Ils se nomment Joseph Delaney, Rowland Geers, Jerry Blandford, Carter Altas… et ils sont soldats, caporaux, capitaines, lieutenants… William March nous propose 113 portraits d’hommes américains qui sont partis faire la guerre pendant la première guerre mondiale.

L’auteur a participé à ce conflit et mettra plus de 10 ans à écrire sur livre qui sera publié en 1933. Les éditions Gallmeister publie pour la première fois ce roman qui parle d’un sujet très rarement abordé dans la littérature américaine. La forme du roman est elle même un peu particulière car William March ne raconte pas ce qui c’est passé avec les hommes présents. Il leur donne la parole par chapitre. Chacun parle de son vécu, de ces peurs, de ces craintes, de ce qu’il aime, de ce qui lui manque… L’histoire est présentée de façon chronologique car à la fin de l’ouvrage, certains parlent de leur retour au pays, de leur retour dans une autre réalité qu’il soit mutilé ou non.

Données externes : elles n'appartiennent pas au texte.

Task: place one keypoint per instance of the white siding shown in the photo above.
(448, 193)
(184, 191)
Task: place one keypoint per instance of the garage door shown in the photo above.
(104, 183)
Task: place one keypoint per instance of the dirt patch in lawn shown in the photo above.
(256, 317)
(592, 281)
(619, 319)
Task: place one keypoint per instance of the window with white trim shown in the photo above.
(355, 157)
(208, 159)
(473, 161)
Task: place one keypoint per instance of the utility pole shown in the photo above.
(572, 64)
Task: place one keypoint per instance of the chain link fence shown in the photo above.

Une succession de témoignages et de points de vue très différents des uns et des autres qui donne une idée des conditions de la guerre.

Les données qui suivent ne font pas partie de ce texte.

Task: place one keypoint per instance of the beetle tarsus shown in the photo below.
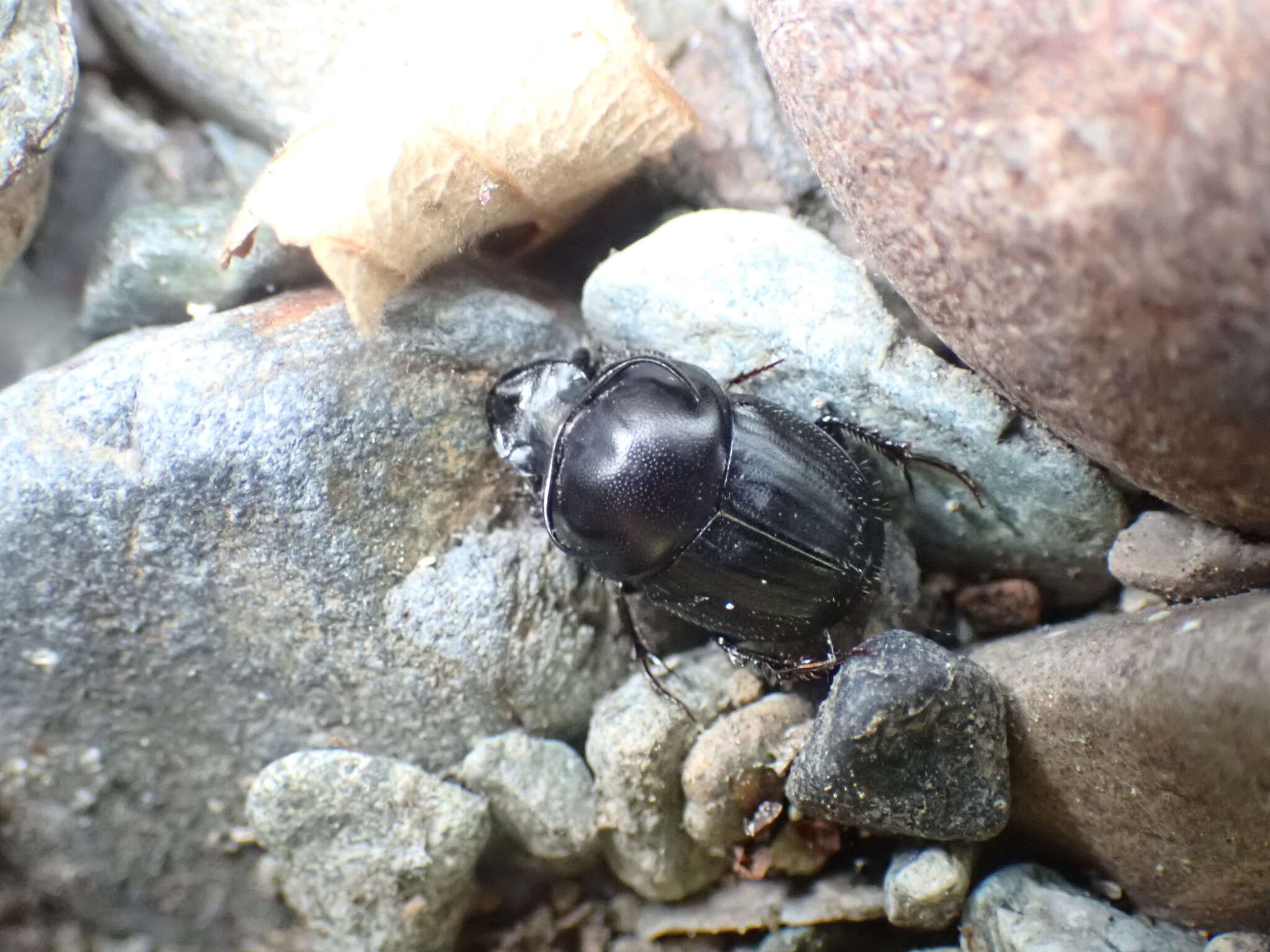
(644, 651)
(751, 375)
(900, 454)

J’aimerais que les types qui parlent de la noblesse et de la camaraderie de la guerre puissent assister à quelques conseils de guerre. Ils changeraient vite d’avis , parce que la guerre est aussi infecte que la soupe de l’hospice et aussi mesquine que les ragots d’une vielle fille.

La guerre est injuste, l’auteur en est convaincu. Elle permet aux hommes de faire ressortir leur mauvais côté comme les bons. On ne s’étonne pas de la lâcheté, de la haine, de la violence, du mensonge, du désespoir…

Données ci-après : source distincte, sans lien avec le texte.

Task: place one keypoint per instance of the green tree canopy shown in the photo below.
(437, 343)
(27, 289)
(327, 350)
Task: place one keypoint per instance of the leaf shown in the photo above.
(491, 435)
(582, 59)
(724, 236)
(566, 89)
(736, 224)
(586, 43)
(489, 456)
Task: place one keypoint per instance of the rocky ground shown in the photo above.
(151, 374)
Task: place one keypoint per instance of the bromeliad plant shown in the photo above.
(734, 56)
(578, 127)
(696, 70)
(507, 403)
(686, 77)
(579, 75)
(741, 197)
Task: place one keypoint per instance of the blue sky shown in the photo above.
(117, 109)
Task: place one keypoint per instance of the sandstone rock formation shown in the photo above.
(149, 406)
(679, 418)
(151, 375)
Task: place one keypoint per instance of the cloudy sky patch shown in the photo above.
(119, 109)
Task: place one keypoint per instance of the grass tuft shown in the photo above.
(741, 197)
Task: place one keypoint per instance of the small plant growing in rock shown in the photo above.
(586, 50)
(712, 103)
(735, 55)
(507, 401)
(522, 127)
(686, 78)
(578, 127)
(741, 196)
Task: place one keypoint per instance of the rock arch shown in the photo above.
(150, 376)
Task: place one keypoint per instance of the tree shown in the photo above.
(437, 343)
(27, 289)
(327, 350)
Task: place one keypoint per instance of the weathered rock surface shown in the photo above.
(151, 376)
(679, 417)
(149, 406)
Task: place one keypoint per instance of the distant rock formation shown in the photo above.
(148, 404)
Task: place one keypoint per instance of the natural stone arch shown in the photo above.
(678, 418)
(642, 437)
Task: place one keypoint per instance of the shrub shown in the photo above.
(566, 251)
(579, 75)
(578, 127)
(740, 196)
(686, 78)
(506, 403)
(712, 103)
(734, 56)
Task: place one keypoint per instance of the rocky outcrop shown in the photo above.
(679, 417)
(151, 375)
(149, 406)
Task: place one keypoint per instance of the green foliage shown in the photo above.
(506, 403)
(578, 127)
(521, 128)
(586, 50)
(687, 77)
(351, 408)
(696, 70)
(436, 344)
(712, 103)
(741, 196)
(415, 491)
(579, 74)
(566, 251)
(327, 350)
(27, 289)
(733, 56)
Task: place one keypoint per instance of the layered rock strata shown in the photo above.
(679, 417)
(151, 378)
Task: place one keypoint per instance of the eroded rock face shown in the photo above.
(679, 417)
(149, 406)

Je n’ai jamais cessé d’être fasciné par cette chose qu’on appelle la nature humaine, qui a ses heures de beauté et ses heures d’abjection, ni par l’océan de bêtise calme qui s’étend entre les deux.

Mais les pages se tournent et malgré l’originalité des portraits, des certaines histoires, je m’ennuie terriblement. Si c’est 113 hommes qui parlent de leur expérience pourquoi c’est toujours la même écriture, le même vocabulaire, les même formulations. 113 hommes donc des personnalités différentes et des visions différentes. D’autant plus, que chacun venait de milieu social assez hétéroclite alors pourquoi cette unité d’écriture? Et pourquoi ces portraits d’hommes en les faisant parler après la mort?  J’ai fini le livre et c’est avec plaisir que je vais le rendre à la médiathèque.